# The End of Unregulated E-juice



## Mike Card (18/11/15)

why do I feel like after reading this article that ejuice vendors are going to be the downfall of Vaping .. I've tried Five Pawns and it's amazing.. Now I know why.

http://motherboard.vice.com/read/la...y-lied-about-the-chemicals-it-puts-in-e-juice

Reactions: Informative 1


----------



## Kuhlkatz (18/11/15)

Many of the e-juice manufacturers use flavorings from companies that 'certifies' their products as not containing these chemicals.
Based on that, the e-juice manufacturers also certify that their products are safe to use. In my opinion, they should have all their products tested to ensure that what they "say they sell" and what they "actually sell" is one and the same thing.

If I remember correctly, an e-cig distributor had some lab tests done on some of the well-known brand e-juices they sell, and the 5P tests were not well received on a few of their flagship flavors. What made matters worse, is that 5P did not refute or deny the claims.

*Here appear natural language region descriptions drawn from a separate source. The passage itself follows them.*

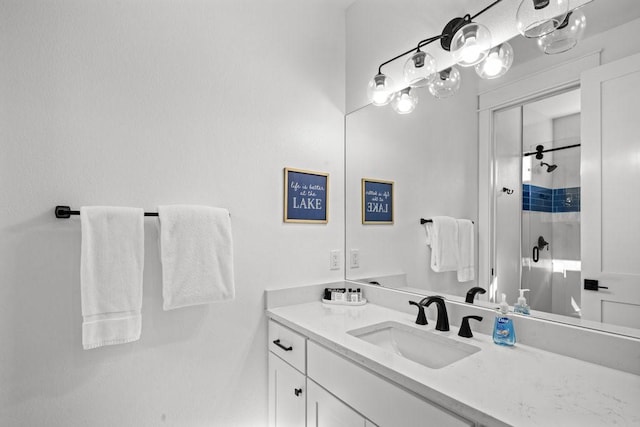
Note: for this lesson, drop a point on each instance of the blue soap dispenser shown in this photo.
(521, 306)
(503, 331)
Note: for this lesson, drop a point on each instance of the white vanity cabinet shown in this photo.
(381, 401)
(310, 385)
(287, 379)
(325, 410)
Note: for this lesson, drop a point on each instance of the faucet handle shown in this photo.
(422, 317)
(465, 329)
(471, 293)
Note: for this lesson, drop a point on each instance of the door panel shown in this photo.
(611, 191)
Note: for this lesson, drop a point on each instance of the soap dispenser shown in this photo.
(521, 306)
(504, 332)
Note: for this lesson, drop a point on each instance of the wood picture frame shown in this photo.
(306, 196)
(377, 201)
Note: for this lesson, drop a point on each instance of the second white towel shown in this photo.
(196, 250)
(466, 251)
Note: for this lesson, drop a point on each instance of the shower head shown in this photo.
(550, 168)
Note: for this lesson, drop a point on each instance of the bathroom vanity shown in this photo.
(331, 365)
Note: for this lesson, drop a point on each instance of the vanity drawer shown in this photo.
(288, 345)
(381, 401)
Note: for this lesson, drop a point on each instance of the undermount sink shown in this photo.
(424, 347)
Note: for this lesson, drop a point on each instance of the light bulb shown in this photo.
(446, 83)
(380, 90)
(566, 36)
(470, 44)
(419, 70)
(405, 101)
(535, 18)
(497, 62)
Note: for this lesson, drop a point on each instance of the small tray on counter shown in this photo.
(328, 301)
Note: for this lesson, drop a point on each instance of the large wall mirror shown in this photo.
(547, 171)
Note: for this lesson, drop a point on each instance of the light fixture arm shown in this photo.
(415, 49)
(446, 36)
(485, 9)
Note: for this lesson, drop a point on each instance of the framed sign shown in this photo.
(306, 196)
(377, 201)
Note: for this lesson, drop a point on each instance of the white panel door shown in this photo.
(287, 394)
(610, 200)
(325, 410)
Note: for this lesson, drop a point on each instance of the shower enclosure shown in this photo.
(537, 205)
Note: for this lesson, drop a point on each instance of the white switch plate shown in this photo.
(354, 257)
(334, 259)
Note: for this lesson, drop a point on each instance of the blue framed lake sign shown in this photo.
(306, 196)
(377, 201)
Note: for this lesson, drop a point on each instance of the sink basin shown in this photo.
(424, 347)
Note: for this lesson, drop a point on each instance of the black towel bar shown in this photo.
(66, 212)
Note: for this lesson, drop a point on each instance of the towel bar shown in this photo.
(66, 212)
(426, 221)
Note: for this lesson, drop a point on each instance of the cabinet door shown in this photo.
(325, 410)
(610, 191)
(287, 393)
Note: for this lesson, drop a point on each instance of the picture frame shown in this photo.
(377, 201)
(306, 196)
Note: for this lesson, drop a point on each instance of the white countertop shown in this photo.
(518, 386)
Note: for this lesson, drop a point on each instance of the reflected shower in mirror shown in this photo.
(538, 154)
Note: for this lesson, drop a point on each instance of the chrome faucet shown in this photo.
(442, 324)
(471, 294)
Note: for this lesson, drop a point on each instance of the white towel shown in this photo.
(197, 255)
(466, 253)
(442, 236)
(111, 265)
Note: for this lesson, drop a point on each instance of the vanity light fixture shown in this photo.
(446, 83)
(380, 90)
(535, 18)
(420, 69)
(566, 36)
(497, 62)
(470, 44)
(405, 101)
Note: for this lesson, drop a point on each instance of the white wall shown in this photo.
(141, 103)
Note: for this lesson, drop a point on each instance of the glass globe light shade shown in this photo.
(497, 62)
(405, 101)
(446, 83)
(566, 36)
(380, 90)
(419, 70)
(535, 18)
(470, 44)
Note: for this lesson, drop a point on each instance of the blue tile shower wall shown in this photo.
(541, 199)
(566, 199)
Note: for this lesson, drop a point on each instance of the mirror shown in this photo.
(432, 157)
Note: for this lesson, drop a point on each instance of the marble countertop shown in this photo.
(497, 386)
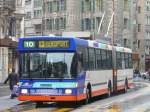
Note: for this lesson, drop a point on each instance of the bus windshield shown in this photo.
(48, 65)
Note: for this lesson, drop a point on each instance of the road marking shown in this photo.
(62, 110)
(114, 108)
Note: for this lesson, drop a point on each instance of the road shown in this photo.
(136, 99)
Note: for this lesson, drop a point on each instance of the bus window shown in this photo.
(119, 60)
(50, 65)
(103, 54)
(91, 59)
(98, 59)
(77, 64)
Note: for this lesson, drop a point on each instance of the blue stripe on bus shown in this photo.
(72, 48)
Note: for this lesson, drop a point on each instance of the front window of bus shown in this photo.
(49, 65)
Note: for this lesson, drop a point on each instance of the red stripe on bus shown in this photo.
(121, 87)
(47, 98)
(52, 98)
(131, 85)
(99, 92)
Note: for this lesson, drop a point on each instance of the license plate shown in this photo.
(45, 91)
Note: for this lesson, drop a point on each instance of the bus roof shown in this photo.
(61, 44)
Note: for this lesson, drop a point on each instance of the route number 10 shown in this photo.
(29, 44)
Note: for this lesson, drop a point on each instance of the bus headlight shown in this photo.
(68, 91)
(24, 91)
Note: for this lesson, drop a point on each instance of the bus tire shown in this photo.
(88, 94)
(39, 104)
(109, 89)
(126, 85)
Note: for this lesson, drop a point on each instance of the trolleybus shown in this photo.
(60, 69)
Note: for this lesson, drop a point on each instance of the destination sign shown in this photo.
(46, 44)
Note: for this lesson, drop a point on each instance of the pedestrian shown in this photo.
(13, 80)
(149, 73)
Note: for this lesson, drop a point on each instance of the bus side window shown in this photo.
(77, 64)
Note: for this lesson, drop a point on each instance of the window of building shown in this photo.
(49, 7)
(93, 5)
(139, 9)
(138, 43)
(62, 5)
(57, 23)
(27, 2)
(93, 23)
(126, 5)
(49, 24)
(86, 5)
(104, 59)
(37, 3)
(37, 13)
(139, 27)
(148, 5)
(55, 6)
(148, 34)
(28, 15)
(125, 23)
(99, 4)
(126, 60)
(148, 20)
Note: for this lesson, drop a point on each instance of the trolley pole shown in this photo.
(114, 55)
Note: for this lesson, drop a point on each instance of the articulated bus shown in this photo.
(58, 69)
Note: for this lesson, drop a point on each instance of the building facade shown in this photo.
(10, 29)
(141, 33)
(57, 16)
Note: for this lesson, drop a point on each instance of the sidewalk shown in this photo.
(4, 90)
(6, 102)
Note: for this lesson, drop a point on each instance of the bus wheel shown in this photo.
(126, 85)
(39, 104)
(109, 89)
(88, 96)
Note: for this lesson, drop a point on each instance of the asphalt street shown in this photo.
(136, 99)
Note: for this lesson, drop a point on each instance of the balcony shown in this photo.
(126, 34)
(8, 4)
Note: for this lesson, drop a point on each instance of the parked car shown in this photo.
(145, 75)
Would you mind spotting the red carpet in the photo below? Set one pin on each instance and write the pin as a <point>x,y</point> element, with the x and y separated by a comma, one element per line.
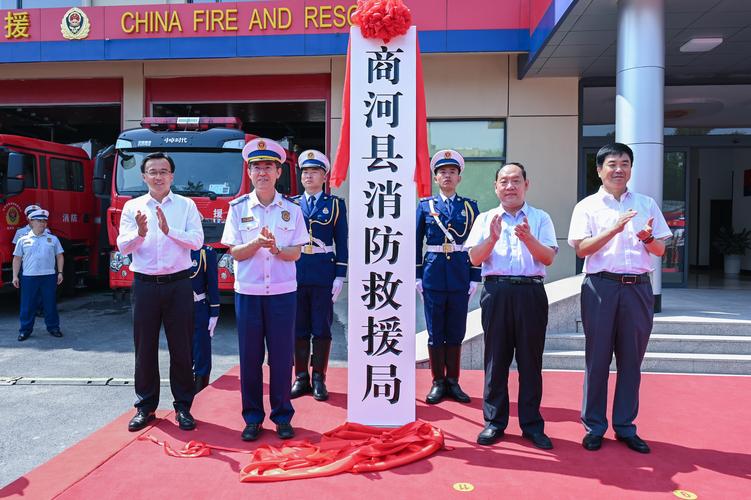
<point>698,427</point>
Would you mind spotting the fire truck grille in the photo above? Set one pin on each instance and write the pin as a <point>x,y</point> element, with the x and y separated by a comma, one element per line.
<point>212,231</point>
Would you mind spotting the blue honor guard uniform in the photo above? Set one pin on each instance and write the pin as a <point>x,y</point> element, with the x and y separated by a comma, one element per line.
<point>445,277</point>
<point>320,275</point>
<point>203,277</point>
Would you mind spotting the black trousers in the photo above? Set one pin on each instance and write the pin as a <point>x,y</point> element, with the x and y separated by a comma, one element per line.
<point>171,305</point>
<point>617,319</point>
<point>514,319</point>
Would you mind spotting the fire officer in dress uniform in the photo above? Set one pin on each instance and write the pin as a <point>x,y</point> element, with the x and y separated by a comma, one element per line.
<point>42,257</point>
<point>320,274</point>
<point>617,232</point>
<point>264,232</point>
<point>445,277</point>
<point>205,311</point>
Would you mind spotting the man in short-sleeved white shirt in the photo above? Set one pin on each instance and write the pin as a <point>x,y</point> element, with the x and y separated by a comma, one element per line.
<point>514,243</point>
<point>41,255</point>
<point>264,232</point>
<point>617,232</point>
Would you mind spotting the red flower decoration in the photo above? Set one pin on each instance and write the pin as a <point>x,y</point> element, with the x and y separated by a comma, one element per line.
<point>384,19</point>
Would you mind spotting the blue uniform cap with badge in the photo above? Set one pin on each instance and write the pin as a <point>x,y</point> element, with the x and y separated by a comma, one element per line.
<point>261,149</point>
<point>31,208</point>
<point>447,158</point>
<point>312,158</point>
<point>39,215</point>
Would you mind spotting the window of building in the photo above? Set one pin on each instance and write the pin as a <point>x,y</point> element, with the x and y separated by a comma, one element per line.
<point>482,143</point>
<point>66,175</point>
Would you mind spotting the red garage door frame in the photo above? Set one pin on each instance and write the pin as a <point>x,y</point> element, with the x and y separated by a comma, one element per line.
<point>241,88</point>
<point>62,91</point>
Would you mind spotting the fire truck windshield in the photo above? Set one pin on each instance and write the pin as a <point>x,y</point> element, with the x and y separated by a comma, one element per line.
<point>197,173</point>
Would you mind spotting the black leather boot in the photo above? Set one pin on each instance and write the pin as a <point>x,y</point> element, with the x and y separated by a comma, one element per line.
<point>453,365</point>
<point>302,377</point>
<point>437,367</point>
<point>201,382</point>
<point>320,362</point>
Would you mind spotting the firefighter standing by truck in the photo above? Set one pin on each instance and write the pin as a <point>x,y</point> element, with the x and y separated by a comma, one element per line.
<point>42,257</point>
<point>205,311</point>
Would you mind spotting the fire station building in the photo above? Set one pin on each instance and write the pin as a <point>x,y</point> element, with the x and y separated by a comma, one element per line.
<point>541,82</point>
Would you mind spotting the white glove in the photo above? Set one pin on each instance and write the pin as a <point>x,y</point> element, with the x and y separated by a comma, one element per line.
<point>212,324</point>
<point>336,288</point>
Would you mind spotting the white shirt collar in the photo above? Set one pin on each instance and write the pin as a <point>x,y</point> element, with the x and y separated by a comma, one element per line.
<point>253,199</point>
<point>523,211</point>
<point>604,194</point>
<point>151,199</point>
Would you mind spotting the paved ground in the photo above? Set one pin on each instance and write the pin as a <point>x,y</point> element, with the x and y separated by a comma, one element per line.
<point>74,385</point>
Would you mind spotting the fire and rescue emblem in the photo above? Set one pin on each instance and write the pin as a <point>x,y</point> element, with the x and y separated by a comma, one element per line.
<point>75,24</point>
<point>12,216</point>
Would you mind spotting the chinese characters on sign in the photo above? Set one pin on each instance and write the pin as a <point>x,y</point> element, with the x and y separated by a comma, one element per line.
<point>382,196</point>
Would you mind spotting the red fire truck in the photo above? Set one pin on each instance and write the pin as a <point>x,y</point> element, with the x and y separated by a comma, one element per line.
<point>209,169</point>
<point>58,178</point>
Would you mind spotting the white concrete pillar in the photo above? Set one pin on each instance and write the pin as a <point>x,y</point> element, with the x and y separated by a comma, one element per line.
<point>639,102</point>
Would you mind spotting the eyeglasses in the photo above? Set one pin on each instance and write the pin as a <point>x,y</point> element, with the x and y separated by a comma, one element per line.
<point>158,173</point>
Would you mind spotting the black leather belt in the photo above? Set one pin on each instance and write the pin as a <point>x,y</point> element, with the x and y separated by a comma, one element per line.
<point>515,280</point>
<point>626,279</point>
<point>162,278</point>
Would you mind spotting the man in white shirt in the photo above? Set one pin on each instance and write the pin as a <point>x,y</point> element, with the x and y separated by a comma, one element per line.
<point>514,243</point>
<point>617,232</point>
<point>160,229</point>
<point>264,232</point>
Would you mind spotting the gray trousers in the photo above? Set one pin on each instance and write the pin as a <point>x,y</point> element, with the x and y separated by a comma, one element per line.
<point>617,319</point>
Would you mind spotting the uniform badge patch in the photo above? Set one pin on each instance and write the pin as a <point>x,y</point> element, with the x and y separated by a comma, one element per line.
<point>75,24</point>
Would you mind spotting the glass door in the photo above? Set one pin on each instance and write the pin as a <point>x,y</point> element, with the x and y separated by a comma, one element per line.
<point>675,210</point>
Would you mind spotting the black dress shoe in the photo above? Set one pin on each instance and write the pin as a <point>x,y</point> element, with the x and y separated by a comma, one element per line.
<point>635,443</point>
<point>455,391</point>
<point>140,420</point>
<point>251,432</point>
<point>301,386</point>
<point>489,435</point>
<point>592,442</point>
<point>320,393</point>
<point>285,431</point>
<point>539,439</point>
<point>185,420</point>
<point>437,392</point>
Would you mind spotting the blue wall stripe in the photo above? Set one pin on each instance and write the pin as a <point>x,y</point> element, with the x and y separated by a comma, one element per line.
<point>501,40</point>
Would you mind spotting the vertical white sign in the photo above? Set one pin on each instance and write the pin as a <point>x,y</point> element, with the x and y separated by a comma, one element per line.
<point>382,199</point>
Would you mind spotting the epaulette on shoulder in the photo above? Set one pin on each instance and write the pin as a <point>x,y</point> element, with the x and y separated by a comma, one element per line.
<point>239,200</point>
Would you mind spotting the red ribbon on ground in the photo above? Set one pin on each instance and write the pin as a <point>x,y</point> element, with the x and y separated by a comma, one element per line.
<point>353,448</point>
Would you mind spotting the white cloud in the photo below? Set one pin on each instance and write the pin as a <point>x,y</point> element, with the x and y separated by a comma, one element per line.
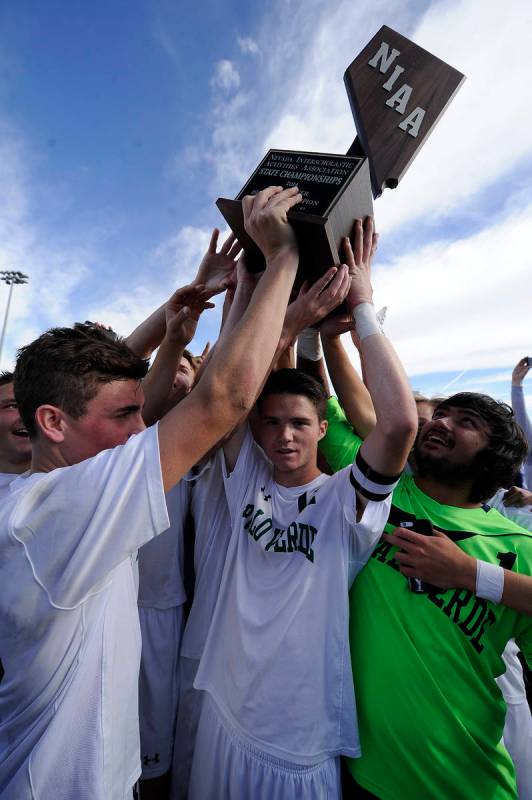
<point>485,132</point>
<point>461,305</point>
<point>55,271</point>
<point>226,76</point>
<point>248,45</point>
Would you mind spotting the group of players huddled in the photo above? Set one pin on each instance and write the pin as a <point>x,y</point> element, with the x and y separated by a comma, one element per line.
<point>297,594</point>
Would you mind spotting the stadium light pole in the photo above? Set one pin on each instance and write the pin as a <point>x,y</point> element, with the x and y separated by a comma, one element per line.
<point>11,277</point>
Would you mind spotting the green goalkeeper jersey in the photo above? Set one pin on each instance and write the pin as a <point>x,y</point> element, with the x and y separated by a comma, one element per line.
<point>430,713</point>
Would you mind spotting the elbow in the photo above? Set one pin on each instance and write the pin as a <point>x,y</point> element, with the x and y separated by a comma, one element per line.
<point>228,404</point>
<point>401,430</point>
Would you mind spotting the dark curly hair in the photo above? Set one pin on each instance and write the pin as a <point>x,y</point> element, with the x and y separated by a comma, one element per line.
<point>65,367</point>
<point>497,465</point>
<point>294,381</point>
<point>6,377</point>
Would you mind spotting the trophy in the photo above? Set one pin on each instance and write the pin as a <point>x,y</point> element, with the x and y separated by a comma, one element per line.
<point>397,92</point>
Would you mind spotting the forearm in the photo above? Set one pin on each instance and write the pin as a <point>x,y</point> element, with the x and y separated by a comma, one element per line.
<point>517,592</point>
<point>285,357</point>
<point>158,382</point>
<point>149,334</point>
<point>352,395</point>
<point>249,347</point>
<point>387,447</point>
<point>519,408</point>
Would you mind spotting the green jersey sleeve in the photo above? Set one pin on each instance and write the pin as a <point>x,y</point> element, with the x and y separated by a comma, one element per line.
<point>340,444</point>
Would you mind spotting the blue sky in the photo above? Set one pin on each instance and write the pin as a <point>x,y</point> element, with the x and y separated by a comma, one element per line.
<point>120,124</point>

They also didn't come clean and confirm that some flavorings might be dodgy and they are actively looking to fix that or that they intend dropping the specific line - they just kept quiet and played dodgems till the stuff hit the fan.
They did not act like a responsible company that actually cared about their customer base imo.

Funny thing is that the same people filing the class action have likely been smoking for years on some very well-known carcinogenic substances without taking the tobacco companies to task, so why the sudden change of heart ? 
Because they 'thought' vaping is safer and 5P failed to use safe flavoring ? 
Because there are no tests available proving possible future problems by vaping these substances above specific levels ?
Or was it simply because 5P refused to change their stance and own up, and now people want to try and make an example of them to ensure other e-liquid manufacturers also keep a clean house ?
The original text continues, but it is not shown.